For salary context see 3D artist salary UK and VFX artist salary UK. For studio directories see Soho, Bristol, and Manchester.
# limited company vs sole trader
Limited company or sole trader: which route in 2026?
Two viable UK structures for a freelance CG artist. Choose based on projected annual income and how much admin you tolerate.
Sole trader
Simplest structure. Register with HMRC for Self Assessment (free), get a UTR, file SA100 + SA103 (self-employment supplement) annually by 31 January. Income tax at 20% basic rate up to £50,270, 40% higher rate up to £125,140, 45% additional above. Class 2 NI (~£3.45/week) if profits over £6,725. Class 4 NI at 6% on profits between £12,570 and £50,270, 2% above. Fits freelancers with projected income under £45,000 to £55,000/yr.
Limited company
More admin, better tax efficiency at higher incomes. Register at Companies House (~£12), open a business bank account, file annual accounts + CT600. Corporation Tax at 25% (2026) on profits above £50,000; small profits rate 19% below. Pay yourself a small salary (~£12,570 personal allowance) plus dividends. Dividends taxed at 8.75% basic, 33.75% higher, 39.35% additional. Above roughly £55,000/yr gross freelance income, a limited company typically saves 8% to 15% of tax versus sole trader.
Umbrella company
A distant third option, useful for inside-IR35 contracts if you do not want to run your own limited company for a short engagement. Umbrella takes ~5% to 8% and processes you as their PAYE employee. Simplest for short contracts; loses money over the year for anyone freelancing full-time.
# chasing invoices
What to do when a client does not pay.
Late payment happens. It happens more often to freelancers new to studio invoicing because studios sometimes assume junior freelancers will not chase. The escalation ladder that actually works:
- Day 1 past due: polite reminder email. State the invoice number, amount, and due date. Attach the invoice PDF.
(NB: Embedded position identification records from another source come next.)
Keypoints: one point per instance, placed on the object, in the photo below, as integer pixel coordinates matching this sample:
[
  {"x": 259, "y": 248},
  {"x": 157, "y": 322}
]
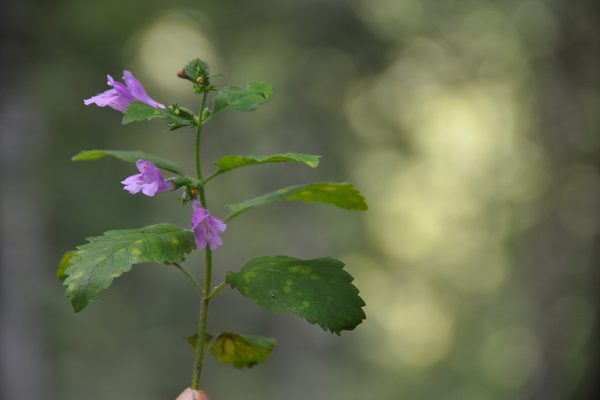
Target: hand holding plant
[{"x": 318, "y": 290}]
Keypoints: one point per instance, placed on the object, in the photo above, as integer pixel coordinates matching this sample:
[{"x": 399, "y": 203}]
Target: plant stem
[
  {"x": 200, "y": 344},
  {"x": 217, "y": 289},
  {"x": 198, "y": 137},
  {"x": 191, "y": 277}
]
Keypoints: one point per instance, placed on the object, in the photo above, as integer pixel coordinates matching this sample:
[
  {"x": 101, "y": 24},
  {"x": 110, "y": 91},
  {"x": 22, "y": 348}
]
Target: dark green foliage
[
  {"x": 94, "y": 265},
  {"x": 318, "y": 290}
]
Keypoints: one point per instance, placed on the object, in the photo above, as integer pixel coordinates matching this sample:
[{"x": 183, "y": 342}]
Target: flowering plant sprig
[{"x": 318, "y": 290}]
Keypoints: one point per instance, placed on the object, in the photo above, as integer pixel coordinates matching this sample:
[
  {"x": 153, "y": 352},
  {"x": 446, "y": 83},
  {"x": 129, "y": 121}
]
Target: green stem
[
  {"x": 211, "y": 176},
  {"x": 217, "y": 289},
  {"x": 191, "y": 277},
  {"x": 199, "y": 136},
  {"x": 200, "y": 344}
]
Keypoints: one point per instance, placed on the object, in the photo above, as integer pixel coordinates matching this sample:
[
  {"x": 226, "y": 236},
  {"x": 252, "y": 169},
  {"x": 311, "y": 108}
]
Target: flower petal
[{"x": 138, "y": 91}]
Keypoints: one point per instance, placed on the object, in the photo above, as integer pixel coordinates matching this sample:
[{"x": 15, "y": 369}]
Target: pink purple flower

- Day 7 past due: second email, cc’d to the studio’s accounts department if you can find the address. Reference your payment terms.
- Day 14 past due: formal letter (email plus post) invoking the Late Payment of Commercial Debts (Interest) Act 1998. Interest accrues at 8% + Bank of England base rate.
- Day 30+ past due: Money Claim Online (moneyclaim.gov.uk) for claims under £10,000. Filing fee £35 to £455 depending on claim size, recoverable.
- For claims over £10,000: consult a solicitor before escalating; costs may exceed recovery on genuinely disputed contracts.
Most late payments resolve at step two. If a studio consistently pays 30+ days late as policy, factor a 5% to 10% premium into your day rate for future contracts, or price the delay into the deposit structure.